Bug 29214

Summary: pthread_setcanceltype fails to set type
Product: glibc Reporter: Robin Gareus <robin>
Component: nptlAssignee: Adhemerval Zanella <adhemerval.zanella>
Status: RESOLVED FIXED    
Severity: normal CC: adhemerval.zanella, drepper.fsp
Priority: P2    
Version: 2.35   
Target Milestone: 2.36   
Host: Target:
Build: Last reconfirmed: 2022-05-31 00:00:00
Attachments: example code to reproduce the bug

Description Robin Gareus 2022-05-31 17:19:20 UTC
Created attachment 14127 [details]
example code to reproduce the bug

With glibc-2.35-69-g28ea43f8d6 (as currently shipped by archlinux and openSuSE) it is no longer possible to change the pthread cancel type to `PTHREAD_CANCEL_ASYNCHRONOUS'.

This leads to applications that rely on async cancellation to never terminate [1].

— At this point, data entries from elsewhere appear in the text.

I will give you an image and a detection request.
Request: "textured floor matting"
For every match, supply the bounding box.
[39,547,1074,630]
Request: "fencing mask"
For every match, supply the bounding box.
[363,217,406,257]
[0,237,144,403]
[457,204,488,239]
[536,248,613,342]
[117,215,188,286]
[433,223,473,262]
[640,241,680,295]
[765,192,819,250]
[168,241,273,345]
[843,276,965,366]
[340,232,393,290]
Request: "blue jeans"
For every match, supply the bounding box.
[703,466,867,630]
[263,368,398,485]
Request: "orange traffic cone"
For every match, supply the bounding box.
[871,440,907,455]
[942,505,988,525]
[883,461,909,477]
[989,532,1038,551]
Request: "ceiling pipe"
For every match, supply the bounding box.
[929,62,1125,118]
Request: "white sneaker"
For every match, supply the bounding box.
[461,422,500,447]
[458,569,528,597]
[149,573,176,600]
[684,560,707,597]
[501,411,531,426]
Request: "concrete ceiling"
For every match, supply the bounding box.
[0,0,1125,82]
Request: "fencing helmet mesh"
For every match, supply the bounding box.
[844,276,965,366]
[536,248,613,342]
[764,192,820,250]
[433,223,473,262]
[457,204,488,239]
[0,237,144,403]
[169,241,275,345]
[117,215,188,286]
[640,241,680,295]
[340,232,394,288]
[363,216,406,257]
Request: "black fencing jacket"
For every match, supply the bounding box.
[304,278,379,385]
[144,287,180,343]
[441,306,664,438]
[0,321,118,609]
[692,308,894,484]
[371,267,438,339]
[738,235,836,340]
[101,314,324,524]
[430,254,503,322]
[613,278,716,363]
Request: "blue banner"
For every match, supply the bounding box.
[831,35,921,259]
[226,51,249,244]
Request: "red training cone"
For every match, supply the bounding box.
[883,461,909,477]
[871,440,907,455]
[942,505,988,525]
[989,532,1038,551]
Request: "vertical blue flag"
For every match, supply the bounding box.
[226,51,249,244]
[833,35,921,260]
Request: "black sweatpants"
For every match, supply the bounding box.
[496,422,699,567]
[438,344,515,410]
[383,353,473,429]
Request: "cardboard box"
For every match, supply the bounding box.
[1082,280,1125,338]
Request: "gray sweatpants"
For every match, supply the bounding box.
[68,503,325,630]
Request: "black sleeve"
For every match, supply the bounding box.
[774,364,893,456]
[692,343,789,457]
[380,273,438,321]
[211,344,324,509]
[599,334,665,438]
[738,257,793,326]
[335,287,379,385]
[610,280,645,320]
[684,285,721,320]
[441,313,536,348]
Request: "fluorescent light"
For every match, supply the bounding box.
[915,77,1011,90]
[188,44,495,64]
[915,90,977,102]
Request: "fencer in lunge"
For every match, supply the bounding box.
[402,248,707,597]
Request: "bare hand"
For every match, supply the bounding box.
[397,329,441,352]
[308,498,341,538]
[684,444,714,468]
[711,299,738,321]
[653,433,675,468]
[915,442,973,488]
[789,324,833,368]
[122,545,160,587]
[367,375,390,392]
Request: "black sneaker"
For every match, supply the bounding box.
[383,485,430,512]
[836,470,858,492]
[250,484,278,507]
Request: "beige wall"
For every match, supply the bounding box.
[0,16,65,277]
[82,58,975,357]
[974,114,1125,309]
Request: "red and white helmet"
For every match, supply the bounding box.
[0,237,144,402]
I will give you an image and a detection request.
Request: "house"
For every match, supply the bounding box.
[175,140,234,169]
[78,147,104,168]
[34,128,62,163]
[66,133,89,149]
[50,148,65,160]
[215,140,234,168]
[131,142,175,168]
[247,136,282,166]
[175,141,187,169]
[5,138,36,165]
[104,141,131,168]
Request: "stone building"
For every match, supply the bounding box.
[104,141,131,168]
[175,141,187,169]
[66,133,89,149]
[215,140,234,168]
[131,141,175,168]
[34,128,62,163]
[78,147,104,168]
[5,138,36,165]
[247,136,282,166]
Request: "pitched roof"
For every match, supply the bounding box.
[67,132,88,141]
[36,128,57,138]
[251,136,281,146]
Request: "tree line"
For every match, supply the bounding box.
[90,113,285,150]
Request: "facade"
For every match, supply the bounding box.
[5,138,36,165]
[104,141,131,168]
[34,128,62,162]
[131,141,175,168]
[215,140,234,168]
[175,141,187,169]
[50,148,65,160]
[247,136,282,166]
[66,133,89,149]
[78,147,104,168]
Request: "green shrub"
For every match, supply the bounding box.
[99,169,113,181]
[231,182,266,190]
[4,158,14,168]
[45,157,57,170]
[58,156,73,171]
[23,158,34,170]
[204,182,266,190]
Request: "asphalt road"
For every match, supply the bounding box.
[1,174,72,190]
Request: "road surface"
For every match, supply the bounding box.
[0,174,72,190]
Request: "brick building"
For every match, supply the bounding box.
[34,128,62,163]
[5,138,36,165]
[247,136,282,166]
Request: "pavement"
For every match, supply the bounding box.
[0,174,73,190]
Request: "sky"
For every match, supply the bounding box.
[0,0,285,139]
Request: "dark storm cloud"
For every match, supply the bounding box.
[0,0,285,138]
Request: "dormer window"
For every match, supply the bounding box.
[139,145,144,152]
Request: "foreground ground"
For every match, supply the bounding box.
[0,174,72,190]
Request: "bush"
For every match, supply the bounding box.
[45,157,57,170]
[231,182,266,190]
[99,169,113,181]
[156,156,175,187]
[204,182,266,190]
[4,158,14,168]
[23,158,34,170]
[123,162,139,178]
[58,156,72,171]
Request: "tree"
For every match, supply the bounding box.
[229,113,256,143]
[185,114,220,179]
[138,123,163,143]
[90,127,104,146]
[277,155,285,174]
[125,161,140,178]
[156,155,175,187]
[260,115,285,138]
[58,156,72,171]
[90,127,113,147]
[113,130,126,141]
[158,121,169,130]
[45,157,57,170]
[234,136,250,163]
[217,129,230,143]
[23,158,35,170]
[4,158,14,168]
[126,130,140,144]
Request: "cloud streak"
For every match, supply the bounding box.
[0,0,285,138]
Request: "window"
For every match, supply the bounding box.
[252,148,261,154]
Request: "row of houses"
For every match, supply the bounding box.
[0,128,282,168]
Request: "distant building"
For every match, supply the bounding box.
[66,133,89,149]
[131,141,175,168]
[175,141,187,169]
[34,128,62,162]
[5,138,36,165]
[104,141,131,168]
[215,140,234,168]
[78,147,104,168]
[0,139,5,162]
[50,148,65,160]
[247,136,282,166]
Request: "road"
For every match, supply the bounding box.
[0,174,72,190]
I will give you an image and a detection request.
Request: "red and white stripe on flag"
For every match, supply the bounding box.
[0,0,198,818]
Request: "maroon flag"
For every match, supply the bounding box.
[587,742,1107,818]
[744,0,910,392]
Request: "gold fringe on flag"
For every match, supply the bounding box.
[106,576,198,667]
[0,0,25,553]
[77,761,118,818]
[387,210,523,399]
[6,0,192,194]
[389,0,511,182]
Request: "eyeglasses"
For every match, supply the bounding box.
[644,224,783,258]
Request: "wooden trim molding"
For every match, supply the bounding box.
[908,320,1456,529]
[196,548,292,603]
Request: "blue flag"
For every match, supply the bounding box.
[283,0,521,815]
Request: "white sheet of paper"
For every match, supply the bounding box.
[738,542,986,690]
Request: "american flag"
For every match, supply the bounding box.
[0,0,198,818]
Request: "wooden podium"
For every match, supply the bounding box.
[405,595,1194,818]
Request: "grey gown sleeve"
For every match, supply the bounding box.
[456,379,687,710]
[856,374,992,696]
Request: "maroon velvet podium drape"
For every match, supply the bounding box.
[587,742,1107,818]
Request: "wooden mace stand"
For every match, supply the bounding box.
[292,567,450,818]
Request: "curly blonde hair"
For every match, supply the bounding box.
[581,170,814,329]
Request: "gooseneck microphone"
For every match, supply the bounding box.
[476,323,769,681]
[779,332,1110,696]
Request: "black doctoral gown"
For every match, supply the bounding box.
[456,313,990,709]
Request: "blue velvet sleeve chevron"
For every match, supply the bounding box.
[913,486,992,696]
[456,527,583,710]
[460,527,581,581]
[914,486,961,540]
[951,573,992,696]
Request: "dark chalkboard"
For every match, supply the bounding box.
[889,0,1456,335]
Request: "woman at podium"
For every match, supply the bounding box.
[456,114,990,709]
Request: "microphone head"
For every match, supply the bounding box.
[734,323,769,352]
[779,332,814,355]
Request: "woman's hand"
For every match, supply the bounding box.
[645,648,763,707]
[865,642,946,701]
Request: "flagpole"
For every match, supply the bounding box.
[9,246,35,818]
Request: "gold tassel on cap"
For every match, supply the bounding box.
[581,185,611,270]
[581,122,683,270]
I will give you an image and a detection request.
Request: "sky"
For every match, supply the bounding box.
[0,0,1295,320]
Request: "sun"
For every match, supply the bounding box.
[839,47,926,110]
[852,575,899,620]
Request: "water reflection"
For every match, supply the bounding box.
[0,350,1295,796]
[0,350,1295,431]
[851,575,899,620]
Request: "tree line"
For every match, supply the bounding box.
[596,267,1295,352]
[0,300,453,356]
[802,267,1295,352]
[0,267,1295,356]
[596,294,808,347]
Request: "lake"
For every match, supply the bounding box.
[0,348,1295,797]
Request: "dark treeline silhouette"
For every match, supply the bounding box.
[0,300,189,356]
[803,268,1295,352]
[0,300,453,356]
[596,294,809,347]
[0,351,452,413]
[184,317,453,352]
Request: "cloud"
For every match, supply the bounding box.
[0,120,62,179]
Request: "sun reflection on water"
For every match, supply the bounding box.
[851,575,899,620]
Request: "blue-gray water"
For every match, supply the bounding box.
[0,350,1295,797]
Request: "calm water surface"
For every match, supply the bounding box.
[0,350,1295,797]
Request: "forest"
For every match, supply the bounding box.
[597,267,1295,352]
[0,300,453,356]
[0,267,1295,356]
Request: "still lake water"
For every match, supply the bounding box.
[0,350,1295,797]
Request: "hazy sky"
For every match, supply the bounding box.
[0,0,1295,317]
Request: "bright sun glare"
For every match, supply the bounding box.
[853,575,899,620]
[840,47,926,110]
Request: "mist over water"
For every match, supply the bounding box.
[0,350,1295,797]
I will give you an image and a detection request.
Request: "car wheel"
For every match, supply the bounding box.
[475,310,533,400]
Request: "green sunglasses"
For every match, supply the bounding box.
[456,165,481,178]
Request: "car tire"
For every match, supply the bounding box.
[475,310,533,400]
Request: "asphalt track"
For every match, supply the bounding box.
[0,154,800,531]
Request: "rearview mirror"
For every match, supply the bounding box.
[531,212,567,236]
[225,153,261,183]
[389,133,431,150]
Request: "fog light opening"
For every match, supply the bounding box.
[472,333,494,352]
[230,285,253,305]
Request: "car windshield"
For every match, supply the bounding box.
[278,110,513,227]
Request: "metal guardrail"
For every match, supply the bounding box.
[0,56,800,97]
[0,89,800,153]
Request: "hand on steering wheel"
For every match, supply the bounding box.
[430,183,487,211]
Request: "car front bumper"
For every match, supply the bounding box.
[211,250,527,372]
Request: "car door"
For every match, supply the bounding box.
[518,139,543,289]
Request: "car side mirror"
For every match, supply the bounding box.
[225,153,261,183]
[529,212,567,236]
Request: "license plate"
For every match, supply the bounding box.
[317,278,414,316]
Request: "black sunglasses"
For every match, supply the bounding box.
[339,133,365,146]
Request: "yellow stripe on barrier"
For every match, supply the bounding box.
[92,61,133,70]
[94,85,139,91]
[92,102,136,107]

The problem was introduced by commit ba9c42ac0e265bf1e4ec1075fa20e7166fda8bfc, and reverting that fixes the issue [2].

Attached is a small test-tool to reproduce the bug.

--

[1] https://discourse.ardour.org/t/ardour-hanging-at-shutdown/107260 in this case JACK waits on a futex, just like the test-tool.

[2] The problem seems to be specific to the change in `pthread_setcanceltype', not the overall commit.
Comment 1 Adhemerval Zanella 2022-05-31 18:45:53 UTC
It affects master as well, I will take a look.
Comment 2 Adhemerval Zanella 2022-05-31 18:56:11 UTC
The problem seems not to be on pthread_setcanceltype, but rather on nptl/libc-clenaup.c that implements handlers used by printf.  If you remove the printf on the thread function the thread is cancelled as expected. Could you check if the following patch fixes it?

diff --git a/nptl/libc-cleanup.c b/nptl/libc-cleanup.c
index c4a83591bf..2ce59388d4 100644
--- a/nptl/libc-cleanup.c
+++ b/nptl/libc-cleanup.c
@@ -57,7 +57,8 @@ __libc_cleanup_pop_restore (struct _pthread_cleanup_buffer *buffer)
   THREAD_SETMEM (self, cleanup, buffer->__prev);
 
   int cancelhandling = atomic_load_relaxed (&self->cancelhandling);
-  if (cancelhandling & CANCELTYPE_BITMASK)
+  if (buffer->__canceltype != PTHREAD_CANCEL_DEFERRED
+      && (cancelhandling & CANCELTYPE_BITMASK) == 0)
     {
       int newval;
       do


I will send a patch along with a testcase.
Comment 3 Robin Gareus 2022-05-31 19:12:02 UTC
Yes, that patch fixes the issue. Confirmed with both the test-tool, as well as the "real world" issue with jackd + Ardour!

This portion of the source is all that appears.